Мишель широко улыбнулся.
– Но это можно развить. Можно подготовиться. Этим как раз занимаются в дзен-буддизме, если я правильно его понимаю.
Она прочитала несколько текстов о дзене. Но они все ясно говорили о том, что дзен – это не информация, а поведение. Если твое поведение верно, то может снизойти загадочная ясность. А может и не снизойти. И даже если она наступит, обычно это длится недолго, как видение.
Она была слишком привязана к своим привычкам, чтобы настолько изменить свое духовное поведение. Она не контролировала свои мысли так, чтобы уметь подготовить себя к пиковому переживанию. Она жила своей жизнью, а несносные нервные расстройства неприятно вторгались в нее. Ей казалось, что их вызывали мысли о прошлом, поэтому она изо всех сил старалась сосредотачиваться на настоящем. По сути, это и был дзен, и она неплохо в нем преуспела; он на долгие годы стал ее инстинктивной стратегией выживания. Но пиковое переживание… иногда она молила о нем, чтобы, наконец, увидеть это почти увиденное. Чтобы наступило прескевю, и мир наполнился для нее тем неясным и мощным смыслом прямо за пределами ее мыслей, а она лишь стояла бы и подталкивала или просто пыталась им следовать и понять их, испытывая любопытство, страх, надежду; а потом это ощущение угаснет и пройдет. И все же, когда-нибудь… если бы только она знала наверняка! Это могло помочь, спустя какое-то время. А иногда ей становилось страсть как любопытно: каким же будет это озарение? Что несло в себе странное понимание, нависшее за пределами ее мыслей? Оно казалось слишком реальным, чтобы быть просто иллюзией…
И хотя поначалу она не осознавала, что это и являлось тем, что она искала, она приняла предложение Ниргала отправиться на фестиваль на горе Олимп. Мишель счел это здравой идеей. Раз в М-год, северной весной, народ собирался на вершине горы Олимп возле кратера Zp, где внутри каскада шатров-полумесяцев, над камнями и керамической мозаикой, и проходил фестиваль – точно как в то первое собрание в этом месте, когда праздновали окончание Великой бури и астероиды озарили небо, а Джон произнес свою речь о формирующемся марсианском обществе.

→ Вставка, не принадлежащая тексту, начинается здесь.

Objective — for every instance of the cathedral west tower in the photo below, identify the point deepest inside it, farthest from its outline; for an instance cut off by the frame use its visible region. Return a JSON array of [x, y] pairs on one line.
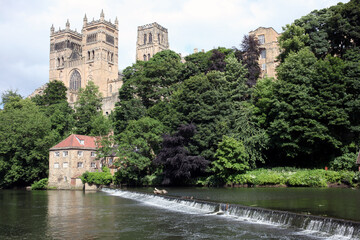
[[92, 55], [151, 39]]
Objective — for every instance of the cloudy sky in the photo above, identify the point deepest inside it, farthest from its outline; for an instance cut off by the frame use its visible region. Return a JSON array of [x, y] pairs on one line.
[[203, 24]]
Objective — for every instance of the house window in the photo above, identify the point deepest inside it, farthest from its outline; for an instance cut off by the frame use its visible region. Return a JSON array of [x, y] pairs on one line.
[[261, 39], [263, 53]]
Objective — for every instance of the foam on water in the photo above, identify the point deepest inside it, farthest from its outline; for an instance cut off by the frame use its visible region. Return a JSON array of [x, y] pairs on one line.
[[321, 227]]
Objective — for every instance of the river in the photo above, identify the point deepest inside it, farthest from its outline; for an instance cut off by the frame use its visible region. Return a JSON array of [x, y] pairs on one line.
[[112, 214]]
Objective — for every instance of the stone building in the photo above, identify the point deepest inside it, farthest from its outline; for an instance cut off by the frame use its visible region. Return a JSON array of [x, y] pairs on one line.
[[151, 39], [269, 47], [69, 159], [76, 58]]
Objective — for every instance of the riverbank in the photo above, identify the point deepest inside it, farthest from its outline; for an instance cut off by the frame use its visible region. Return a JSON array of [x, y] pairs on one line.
[[291, 177]]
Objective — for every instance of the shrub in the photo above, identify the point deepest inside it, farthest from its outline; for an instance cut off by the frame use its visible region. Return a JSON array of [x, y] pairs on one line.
[[40, 185], [344, 162], [100, 178]]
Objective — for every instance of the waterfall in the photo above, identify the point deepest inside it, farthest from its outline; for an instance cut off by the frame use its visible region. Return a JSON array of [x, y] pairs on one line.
[[308, 223]]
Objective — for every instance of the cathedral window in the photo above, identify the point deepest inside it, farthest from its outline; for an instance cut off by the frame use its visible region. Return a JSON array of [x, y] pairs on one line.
[[261, 39], [75, 80], [150, 38], [263, 53]]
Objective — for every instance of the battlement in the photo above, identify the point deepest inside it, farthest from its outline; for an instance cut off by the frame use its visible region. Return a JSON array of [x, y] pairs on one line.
[[95, 22], [151, 25]]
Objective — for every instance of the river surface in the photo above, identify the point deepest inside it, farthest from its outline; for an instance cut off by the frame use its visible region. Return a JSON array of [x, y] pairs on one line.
[[107, 215]]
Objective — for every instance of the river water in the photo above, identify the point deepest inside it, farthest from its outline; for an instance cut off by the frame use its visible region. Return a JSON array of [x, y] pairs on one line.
[[112, 214]]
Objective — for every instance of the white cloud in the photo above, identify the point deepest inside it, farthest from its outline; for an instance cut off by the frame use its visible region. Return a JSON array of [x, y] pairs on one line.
[[204, 24]]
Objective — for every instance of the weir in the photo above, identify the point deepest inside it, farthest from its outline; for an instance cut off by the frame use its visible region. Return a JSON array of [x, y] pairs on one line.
[[330, 227]]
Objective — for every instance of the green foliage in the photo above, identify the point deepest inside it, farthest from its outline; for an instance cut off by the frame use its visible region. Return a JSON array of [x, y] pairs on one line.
[[99, 178], [40, 185], [292, 40], [347, 161], [295, 177], [25, 139], [138, 146], [88, 114], [231, 159]]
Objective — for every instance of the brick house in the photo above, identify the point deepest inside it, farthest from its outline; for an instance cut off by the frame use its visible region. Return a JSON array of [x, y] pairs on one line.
[[69, 159]]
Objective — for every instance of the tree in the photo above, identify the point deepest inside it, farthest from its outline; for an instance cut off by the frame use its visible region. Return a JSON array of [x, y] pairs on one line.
[[25, 139], [138, 146], [178, 166], [293, 39], [231, 159], [88, 112]]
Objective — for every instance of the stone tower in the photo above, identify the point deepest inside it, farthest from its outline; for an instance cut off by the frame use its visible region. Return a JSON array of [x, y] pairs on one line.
[[151, 39], [76, 58]]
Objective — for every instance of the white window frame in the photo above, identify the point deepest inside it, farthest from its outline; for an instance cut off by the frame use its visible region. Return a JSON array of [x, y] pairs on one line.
[[261, 39], [65, 164]]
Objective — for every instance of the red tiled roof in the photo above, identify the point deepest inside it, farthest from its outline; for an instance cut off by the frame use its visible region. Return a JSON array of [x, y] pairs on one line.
[[77, 141]]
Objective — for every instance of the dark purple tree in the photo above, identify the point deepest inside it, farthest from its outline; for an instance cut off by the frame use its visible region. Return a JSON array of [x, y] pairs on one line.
[[178, 166], [217, 61]]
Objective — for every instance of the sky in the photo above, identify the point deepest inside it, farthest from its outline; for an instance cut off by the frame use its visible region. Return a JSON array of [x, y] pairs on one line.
[[203, 24]]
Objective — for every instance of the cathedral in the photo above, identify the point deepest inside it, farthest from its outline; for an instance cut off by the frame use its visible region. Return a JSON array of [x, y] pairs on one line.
[[92, 55]]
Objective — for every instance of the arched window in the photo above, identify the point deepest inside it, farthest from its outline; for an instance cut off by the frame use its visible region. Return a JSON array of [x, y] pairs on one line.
[[75, 80], [150, 38]]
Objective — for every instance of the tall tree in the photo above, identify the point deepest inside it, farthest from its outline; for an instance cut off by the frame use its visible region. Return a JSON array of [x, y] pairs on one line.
[[88, 112], [177, 163], [25, 139]]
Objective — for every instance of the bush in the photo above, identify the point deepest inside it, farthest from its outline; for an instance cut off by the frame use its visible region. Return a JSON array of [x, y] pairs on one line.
[[40, 185], [99, 178], [344, 162]]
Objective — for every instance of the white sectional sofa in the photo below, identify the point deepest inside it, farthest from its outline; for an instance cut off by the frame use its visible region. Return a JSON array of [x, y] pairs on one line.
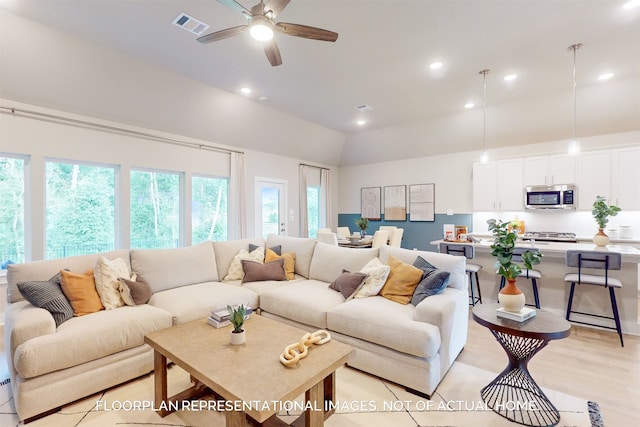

И это общество, подумала Майя, поднимаясь в вагоне поезда на великий вулкан, можно сказать, сформировалось, по крайней мере, в некоторых местах и в некоторые времена. И вот мы здесь. На Олимпе, каждый год в Ls=90°, чтобы сохранить память об обещании Джона и отпраздновать свои достижения. Подавляющую часть празднующих составляли молодые уроженцы, но немало было и новых иммигрантов, которые приезжали посмотреть, каков из себя знаменитый фестиваль, и прогулять целую неделю, в основном играя музыку или танцуя под нее – или и то и другое сразу. Майя, так и не овладев никаким инструментом, кроме тамбурина, предпочитала танцевать. И там она потеряла из виду Мишеля и всех остальных своих друзей – Надю, Арта, Сакса, Марину, Урсулу, Мэри, Ниргала, Диану и других. После этого оставалось лишь забыться и танцевать с незнакомцами. Лишь смотреть на мелькающие перед ней сияющие лица, каждое из которых напоминало пульсар сознания, кричащий: «Я живу! Я живу! Я живу!»